Dream Report

1.

I never told you about the time I met you in a dream. I recognized you, even though you were not wearing your favorite trilby on your finely manicured head and were trying to advance unnoticed down the narrow aisle of a speeding train. We were nearing Shanghai. At least that is what the signs said, the ones we could read, which popped up every now then, after miles of passing large green-and-white signs we did not understand, even if they predicted the hour and day of our demise. You said you were not expecting to see me on this train, but on the one coming back. How did you know that I was going to be in Shanghai? I asked. It is not a subject we have ever discussed in all our years of doing business. We didn’t have to, you said. It is written all over your face. You have never been able to wash those tears away, no matter how many times you have tried.

2.

I do not remember many of my dreams, hardly any, in fact, less than a handful,
most likely because they don’t want to be trapped here, in a world pierced
by sunlight’s crimson shards.

3.

I keep thinking that I should meet a living poet in a dream, perhaps my good friend who lives in Singapore or the one whose books I have been reading from cover to cover (there are more of these than you might think), but I keep encountering poets who have died, some who left just a few days or weeks ago, no matter where I am transported: Hollywood movie set or abandoned beehive redesigned as a library, rubble strewn parking lot in Ecuador or leafy forest trail in Wales.
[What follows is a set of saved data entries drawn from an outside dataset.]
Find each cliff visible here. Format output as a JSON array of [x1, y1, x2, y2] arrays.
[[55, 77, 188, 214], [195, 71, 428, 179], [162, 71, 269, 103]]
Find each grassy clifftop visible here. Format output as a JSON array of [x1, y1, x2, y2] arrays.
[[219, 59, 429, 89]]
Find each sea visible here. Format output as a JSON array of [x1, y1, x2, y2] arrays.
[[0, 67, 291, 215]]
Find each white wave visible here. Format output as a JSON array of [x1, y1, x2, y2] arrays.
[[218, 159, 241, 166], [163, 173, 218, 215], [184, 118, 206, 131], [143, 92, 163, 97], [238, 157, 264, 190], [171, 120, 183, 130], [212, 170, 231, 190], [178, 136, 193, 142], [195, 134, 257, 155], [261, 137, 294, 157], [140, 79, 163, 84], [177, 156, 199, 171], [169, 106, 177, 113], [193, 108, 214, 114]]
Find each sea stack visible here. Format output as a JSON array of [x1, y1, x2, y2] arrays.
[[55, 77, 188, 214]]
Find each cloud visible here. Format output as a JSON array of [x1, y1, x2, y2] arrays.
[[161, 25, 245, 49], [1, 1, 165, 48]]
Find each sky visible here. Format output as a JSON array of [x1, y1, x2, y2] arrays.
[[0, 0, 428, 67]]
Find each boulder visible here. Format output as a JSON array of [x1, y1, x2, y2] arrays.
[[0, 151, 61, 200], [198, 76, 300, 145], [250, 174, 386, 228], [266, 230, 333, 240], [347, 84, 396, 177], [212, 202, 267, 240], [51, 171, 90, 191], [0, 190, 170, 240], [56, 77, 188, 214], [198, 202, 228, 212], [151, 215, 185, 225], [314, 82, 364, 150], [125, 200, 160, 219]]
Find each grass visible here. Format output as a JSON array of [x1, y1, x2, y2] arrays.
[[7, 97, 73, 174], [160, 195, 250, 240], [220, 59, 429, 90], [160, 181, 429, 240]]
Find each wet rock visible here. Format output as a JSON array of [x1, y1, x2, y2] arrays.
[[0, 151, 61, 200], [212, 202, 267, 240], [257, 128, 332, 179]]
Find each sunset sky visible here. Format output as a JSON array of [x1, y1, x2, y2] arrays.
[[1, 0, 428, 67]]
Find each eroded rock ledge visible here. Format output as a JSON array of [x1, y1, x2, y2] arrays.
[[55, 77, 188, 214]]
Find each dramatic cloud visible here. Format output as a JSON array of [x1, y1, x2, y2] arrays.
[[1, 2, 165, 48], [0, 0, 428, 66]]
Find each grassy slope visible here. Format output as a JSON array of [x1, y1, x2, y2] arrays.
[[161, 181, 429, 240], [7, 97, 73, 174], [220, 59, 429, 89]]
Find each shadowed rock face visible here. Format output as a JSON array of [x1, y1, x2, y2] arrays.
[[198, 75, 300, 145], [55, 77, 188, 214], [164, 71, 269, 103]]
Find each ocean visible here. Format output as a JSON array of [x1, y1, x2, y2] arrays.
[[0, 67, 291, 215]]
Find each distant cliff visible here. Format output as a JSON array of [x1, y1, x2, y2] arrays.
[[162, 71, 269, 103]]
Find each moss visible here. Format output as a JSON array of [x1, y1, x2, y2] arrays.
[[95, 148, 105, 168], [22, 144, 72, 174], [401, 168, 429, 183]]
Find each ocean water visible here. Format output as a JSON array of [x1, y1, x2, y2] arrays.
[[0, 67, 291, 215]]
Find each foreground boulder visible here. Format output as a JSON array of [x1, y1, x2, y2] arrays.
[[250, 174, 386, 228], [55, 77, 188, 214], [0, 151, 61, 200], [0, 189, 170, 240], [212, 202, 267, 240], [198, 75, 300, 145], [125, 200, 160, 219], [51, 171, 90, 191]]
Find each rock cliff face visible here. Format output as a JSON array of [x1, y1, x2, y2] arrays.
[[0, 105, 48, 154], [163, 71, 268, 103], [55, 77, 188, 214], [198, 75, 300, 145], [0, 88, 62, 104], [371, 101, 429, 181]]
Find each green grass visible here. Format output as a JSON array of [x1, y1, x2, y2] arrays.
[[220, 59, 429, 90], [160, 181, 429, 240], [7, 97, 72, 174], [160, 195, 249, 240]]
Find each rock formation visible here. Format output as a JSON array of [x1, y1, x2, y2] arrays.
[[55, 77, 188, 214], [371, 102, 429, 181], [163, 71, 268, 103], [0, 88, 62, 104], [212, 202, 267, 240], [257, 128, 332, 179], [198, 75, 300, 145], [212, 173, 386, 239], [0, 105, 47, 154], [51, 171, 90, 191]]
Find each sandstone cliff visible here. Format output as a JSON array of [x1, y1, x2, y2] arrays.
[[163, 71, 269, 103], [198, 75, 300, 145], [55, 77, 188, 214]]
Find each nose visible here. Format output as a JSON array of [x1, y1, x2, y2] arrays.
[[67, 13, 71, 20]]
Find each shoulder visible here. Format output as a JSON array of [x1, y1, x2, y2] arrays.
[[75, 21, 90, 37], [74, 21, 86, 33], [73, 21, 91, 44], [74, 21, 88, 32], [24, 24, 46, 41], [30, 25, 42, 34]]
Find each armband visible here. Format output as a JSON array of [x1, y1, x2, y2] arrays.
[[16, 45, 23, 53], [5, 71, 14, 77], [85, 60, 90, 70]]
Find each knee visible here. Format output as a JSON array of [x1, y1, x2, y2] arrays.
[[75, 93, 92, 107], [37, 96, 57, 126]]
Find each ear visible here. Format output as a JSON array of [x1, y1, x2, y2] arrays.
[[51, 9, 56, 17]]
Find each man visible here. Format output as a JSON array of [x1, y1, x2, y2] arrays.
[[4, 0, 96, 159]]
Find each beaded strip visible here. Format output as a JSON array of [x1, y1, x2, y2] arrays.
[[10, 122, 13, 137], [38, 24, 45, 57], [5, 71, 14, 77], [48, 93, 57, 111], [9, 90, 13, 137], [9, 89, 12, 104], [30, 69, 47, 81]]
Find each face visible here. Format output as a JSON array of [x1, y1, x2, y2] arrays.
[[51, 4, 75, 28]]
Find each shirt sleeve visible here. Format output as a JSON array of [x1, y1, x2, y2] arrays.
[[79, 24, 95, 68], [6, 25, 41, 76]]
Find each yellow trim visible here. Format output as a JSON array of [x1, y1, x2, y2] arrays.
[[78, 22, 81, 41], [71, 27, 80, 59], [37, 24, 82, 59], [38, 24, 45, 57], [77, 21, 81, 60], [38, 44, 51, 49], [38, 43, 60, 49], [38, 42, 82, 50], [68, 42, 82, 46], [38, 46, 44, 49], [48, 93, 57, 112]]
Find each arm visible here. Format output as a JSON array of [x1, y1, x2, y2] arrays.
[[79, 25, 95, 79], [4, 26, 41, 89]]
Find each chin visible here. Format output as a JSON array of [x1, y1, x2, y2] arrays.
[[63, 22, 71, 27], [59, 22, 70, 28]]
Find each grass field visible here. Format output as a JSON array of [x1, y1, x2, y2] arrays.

It seems that these poets feel that they did not get enough attention during their lifetime; and they have decided to lurk around in dreams, hoping to alter the future of their afterlife in the world they left behind.

4.

I met my grandfather, who excelled at water maintenance, only once, long after he had died alone in the old city of Hong Kong, after years of wandering to starlit domains: Bristol, New York, Hoboken, Beijing, and Shanghai. I asked him if he had any advice on how I should live my life. He smiled wanly, looked at his feet, and shook his head. No, I have no advice. He smiled again, traces of bitterness visible in his hesitations. I myself have failed at everything I ever did, he said in a soft voice: studying, marriage, civil engineering, being a father to my only child, who I left before he could say goodbye.
In fact, I even flopped rather badly as a grandfather, which is why we have not met until now.

5.

Did you get the poem I sent you, you asked, incredulous that I had not read it and could not make any comment–intelligent or otherwise–on its structural beauty? Really, you sneered sarcastically. Poets are all alike, you hissed through gritted teeth, but decided no further explanation was necessary.